Petitioner, upon acquisition of the lease, proceeded to drill wells, cultivate the fields and develop the property. It overcame the difficulties incident to the irrigation of the land. On March 1, 1913, petitioner had 8,071 acres in growing crops and a complete sugar plantation, containing a water system, a mill and general equipment for growing sugar cane, making it into raw sugar and marketing its crop in that form.

The lease had a fair market value on March 1, 1913, of $1,425,000.

OPINION.

PHILLIPS: The decision of the first of the issues involved in this proceeding is governed by our decision in *3229 . The record in the two cases is substantially the same. On the authority of the decision in that case it is held that the Commissioner erred in including in 1920 income the payments received on account of the net losses to the 1921 and 1922 crops except *630 to the extent that such losses were based upon acreage neither seeded nor planted. It also appears that the Commissioner overstated the total amount received and this should be corrected in the recomputation.

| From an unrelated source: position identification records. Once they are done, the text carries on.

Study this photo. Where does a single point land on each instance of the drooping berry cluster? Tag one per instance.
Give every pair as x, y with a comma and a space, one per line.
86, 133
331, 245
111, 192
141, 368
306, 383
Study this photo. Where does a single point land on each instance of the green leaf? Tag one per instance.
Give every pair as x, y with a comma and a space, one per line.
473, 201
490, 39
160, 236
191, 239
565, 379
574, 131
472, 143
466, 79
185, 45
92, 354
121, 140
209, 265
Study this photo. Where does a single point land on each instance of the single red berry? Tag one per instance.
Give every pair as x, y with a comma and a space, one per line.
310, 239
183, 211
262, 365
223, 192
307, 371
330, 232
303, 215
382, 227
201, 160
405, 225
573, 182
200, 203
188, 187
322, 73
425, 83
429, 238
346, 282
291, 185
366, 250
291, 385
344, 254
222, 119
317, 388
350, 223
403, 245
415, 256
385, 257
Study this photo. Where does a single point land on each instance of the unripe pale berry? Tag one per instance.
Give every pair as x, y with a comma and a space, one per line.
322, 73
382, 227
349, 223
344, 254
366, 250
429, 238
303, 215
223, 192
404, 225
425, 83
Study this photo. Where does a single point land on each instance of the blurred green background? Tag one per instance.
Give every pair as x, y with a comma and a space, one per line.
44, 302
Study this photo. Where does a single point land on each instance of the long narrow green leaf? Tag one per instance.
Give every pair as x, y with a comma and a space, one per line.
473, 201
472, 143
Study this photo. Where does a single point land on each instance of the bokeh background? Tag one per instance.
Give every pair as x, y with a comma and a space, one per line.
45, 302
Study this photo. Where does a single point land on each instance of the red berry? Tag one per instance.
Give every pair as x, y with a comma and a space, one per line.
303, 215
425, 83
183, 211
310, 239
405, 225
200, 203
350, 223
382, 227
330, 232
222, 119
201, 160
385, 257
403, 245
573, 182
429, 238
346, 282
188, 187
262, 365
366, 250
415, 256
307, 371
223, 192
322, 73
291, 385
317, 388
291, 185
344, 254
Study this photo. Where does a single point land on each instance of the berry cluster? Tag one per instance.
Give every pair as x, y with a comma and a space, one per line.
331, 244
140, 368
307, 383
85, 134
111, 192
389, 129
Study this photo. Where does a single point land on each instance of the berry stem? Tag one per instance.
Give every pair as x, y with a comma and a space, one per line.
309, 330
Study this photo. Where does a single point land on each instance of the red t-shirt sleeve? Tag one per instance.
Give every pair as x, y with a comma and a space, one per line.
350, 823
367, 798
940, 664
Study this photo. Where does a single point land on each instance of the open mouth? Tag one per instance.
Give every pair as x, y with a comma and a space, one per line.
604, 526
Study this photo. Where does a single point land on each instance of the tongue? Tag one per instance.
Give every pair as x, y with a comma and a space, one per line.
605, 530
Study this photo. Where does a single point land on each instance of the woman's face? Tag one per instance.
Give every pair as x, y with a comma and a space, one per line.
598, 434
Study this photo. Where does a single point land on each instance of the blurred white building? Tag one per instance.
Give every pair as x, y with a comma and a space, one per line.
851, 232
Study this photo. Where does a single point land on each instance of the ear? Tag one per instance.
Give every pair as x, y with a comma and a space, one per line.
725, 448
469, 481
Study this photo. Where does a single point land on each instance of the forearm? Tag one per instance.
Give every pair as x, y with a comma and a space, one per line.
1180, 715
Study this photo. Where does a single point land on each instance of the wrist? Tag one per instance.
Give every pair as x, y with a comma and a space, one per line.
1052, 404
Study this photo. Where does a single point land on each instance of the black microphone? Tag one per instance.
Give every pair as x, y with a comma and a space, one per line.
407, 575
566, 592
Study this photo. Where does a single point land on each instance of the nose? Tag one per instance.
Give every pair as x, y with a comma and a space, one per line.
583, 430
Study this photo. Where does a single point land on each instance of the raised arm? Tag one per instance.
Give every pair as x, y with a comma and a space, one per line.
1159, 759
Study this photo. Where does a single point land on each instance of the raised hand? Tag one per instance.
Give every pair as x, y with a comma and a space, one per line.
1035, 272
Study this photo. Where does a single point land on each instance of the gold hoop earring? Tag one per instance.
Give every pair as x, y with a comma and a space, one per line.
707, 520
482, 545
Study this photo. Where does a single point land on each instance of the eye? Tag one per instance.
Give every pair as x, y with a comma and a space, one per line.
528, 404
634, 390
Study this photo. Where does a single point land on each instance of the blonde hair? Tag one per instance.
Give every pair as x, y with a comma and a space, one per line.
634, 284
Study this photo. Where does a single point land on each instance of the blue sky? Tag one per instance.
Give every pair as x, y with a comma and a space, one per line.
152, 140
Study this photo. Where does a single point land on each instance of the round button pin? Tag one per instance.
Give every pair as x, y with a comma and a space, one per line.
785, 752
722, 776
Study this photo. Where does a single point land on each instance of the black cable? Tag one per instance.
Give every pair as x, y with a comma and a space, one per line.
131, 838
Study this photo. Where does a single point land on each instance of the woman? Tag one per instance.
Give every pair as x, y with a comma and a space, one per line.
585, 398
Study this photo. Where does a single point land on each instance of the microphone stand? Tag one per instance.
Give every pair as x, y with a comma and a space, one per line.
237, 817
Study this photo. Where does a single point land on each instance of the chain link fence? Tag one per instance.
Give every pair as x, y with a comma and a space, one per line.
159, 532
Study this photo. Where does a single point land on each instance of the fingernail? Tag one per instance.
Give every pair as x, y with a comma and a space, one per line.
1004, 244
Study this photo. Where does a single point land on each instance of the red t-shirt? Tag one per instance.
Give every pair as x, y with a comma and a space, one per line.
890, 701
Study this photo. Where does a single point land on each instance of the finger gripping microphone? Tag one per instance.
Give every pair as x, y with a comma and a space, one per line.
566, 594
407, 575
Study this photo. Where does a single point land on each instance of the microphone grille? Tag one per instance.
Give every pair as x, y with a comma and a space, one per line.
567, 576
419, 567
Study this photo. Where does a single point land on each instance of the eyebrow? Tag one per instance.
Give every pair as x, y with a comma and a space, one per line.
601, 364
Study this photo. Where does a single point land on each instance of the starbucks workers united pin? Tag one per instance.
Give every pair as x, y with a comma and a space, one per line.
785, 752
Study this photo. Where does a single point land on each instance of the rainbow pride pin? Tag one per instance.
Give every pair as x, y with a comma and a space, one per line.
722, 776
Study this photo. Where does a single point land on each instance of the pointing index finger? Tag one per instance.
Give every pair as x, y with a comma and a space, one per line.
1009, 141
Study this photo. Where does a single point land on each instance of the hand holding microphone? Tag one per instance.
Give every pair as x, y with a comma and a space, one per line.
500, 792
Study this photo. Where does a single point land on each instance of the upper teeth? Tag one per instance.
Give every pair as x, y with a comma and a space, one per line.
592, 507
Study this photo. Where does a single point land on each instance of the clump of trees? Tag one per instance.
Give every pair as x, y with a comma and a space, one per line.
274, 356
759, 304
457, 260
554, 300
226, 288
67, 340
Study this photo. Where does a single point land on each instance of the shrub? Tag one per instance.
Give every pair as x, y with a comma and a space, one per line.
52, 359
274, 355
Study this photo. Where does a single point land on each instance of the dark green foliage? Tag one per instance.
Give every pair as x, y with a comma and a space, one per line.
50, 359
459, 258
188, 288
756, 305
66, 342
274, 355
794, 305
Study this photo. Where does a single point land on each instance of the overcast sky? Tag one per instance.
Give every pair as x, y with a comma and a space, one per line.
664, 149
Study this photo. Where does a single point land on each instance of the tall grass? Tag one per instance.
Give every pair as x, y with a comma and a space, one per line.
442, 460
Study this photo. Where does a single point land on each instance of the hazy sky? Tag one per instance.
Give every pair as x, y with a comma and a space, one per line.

The valuation of petitioner's leasehold interests as of March 1, 1913, involves the same general considerations discussed in our opinion in . Much of the evidence is common to both proceedings. The evidence as to petitioner's assets, earnings, costs, location, etc., are, of course, different. The leased premises which we are called upon to value were low lands near the coast. The plantation appears to have been fertile, producing an average crop of over eight tons an acre and the cost of irrigation was comparatively small. The cost of production was consequently less than on many other plantations. This*3230 not only increased its attractiveness as an investment, but served to place the plantation in a better position than others to withstand the competition which would result from any reduction or elimination of the tariff. Here, as in the case of Oahu, there is much room for differences of opinion as to the value of the petitioner's leasehold. Consideration of the detailed record which has been submitted leads us to the conclusion that on March 1, 1913, it had a fair market value of $1,425,000, exclusive of the value of the improvements thereon.

Decision will be entered under Rule 50.